In order to take High Speed 2 (HS2) trains beneath the Chiltern Hills in Buckinghamshire, two giant tunnel boring machines (TBMs) have completed the first stage of a twin tunnel.
More than 5.8km stretch from the Chiltern tunnel’s south portal up to the ventilation shaft at the village of Chalfont St Peter, has been excavated using these two machines once they have started up last summer.
Indicated as the longest tunnels on the railway project, boring process of16km long twin-bore tunnels are expected to be done by the 170m long Herrenknecht TMBs named Florence and Cecilia are in three years.
While these machines have been designed specifically for the geology of the Chilterns, each TBM bores the tunnel, lines it with concrete wall segments, and grouts them into place as it moves forward.
Manufactured in purpose-built factories on-site at the south portal, located just inside the M25, 56,000 precision-engineered and fiber-reinforced concrete wall segments will be required for each of the separate northbound and southbound tunnels.
Operators of these TBMs are HS2 Ltd’s contractor Align, a joint venture of Bouygues Travaux Publics, Sir Robert McAlpine, and Volker Fitzpatrick, whereas they have so far installed a combined total of more than 20,000 separate segments, each weighing around 8.5t.

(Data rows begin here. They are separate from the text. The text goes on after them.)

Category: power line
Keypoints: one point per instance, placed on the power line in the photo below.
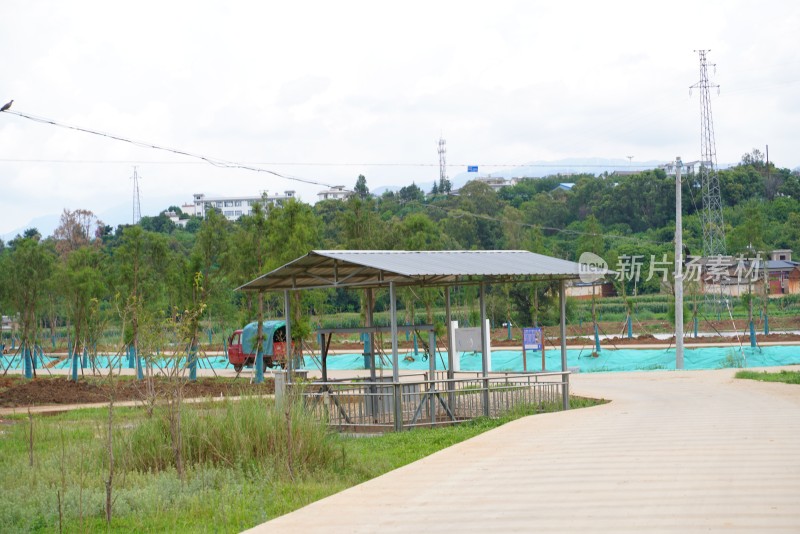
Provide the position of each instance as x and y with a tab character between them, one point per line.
325	164
210	160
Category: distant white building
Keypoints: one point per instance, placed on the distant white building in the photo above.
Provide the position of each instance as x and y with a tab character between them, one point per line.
337	192
234	207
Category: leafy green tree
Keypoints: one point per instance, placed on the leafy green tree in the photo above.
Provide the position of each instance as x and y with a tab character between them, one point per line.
24	274
82	281
362	226
411	193
160	224
293	232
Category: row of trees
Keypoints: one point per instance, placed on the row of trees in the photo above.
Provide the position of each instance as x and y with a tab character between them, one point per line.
87	273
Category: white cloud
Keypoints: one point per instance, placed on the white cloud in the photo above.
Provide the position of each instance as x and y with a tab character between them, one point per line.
370	82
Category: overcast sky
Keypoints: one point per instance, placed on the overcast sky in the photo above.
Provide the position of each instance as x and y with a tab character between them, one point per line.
338	87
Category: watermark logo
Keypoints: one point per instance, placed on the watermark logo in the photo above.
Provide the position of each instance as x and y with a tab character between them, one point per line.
592	268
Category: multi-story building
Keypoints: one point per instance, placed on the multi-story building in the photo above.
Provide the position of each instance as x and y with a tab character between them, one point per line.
233	207
337	192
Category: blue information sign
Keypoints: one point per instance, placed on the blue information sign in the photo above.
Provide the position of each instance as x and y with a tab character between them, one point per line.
532	338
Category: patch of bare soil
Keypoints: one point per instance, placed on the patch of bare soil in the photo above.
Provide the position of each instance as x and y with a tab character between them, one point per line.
17	392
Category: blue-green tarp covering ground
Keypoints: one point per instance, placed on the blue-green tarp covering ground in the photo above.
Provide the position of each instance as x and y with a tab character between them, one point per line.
511	361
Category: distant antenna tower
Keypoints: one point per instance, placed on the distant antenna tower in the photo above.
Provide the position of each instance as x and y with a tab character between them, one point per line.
442	160
713	228
137	204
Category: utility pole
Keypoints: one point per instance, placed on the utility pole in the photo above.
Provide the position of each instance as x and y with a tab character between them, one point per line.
137	205
442	162
711	216
678	267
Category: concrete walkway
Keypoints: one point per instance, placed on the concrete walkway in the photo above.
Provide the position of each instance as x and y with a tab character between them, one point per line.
674	451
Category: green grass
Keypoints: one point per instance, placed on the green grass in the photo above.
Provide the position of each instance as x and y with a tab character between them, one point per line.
235	453
787	377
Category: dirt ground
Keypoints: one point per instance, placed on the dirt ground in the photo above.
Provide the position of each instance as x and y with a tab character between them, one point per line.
15	391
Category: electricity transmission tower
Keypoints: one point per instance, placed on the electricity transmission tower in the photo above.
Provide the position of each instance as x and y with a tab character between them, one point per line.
713	224
137	205
442	161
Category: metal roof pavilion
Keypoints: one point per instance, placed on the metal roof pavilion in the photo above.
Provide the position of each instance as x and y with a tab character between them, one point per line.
377	268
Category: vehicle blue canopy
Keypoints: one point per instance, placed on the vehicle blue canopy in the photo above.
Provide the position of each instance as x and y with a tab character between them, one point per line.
250	333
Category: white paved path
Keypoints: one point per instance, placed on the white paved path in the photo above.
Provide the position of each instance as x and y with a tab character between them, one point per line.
674	451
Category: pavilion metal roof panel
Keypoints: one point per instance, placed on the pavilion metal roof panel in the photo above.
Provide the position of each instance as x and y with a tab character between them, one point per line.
343	268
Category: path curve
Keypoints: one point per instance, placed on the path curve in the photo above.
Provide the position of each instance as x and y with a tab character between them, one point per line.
674	451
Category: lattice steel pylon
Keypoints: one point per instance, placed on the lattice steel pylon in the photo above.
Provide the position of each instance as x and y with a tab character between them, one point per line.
442	161
713	223
137	204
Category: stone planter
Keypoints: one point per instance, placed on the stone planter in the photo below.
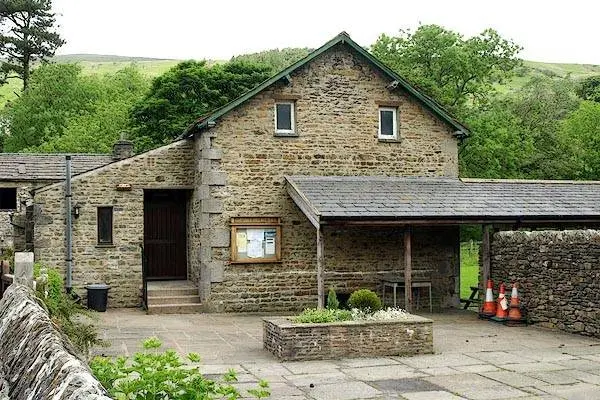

The location of benefiting almost 2.7m3 of extracted material during the construction of the tunnels will be landscaping on the south portal site.
Elsewhere on the project, diaphragm walling has been n completed on the tunnel shafts. There are four ventilation shafts and one intervention one, with 3km between them.
Presenting ventilation and emergency access to the twin tunnels, the shaft with 78m depth at Chalfont St Peter will be covered by a headhouse designed to resemble local farm buildings. The depths of the other shafts range from 35m to 65m.
According to HS2 Ltd project client David Emms: “The Chiltern tunnel will take HS2 underneath the hills and safeguard the woodlands and wildlife habits above ground as well as significantly reducing disruption to communities during construction and operation of the new railway.”
He continued: “It’s great to see how much progress has been made by Florence and Cecilia – and the teams excavating the five ventilation shafts – and I’d like to thank everyone involved in getting us this far.”
The estimated time duration for tunneling the north portal by Florence and Cecilia is about two and a half years.
Last year delegates at NCE’s Tunneling Festival heard that HS2 Ltd’s tunneling work under the Chiltern Hills was ahead of schedule.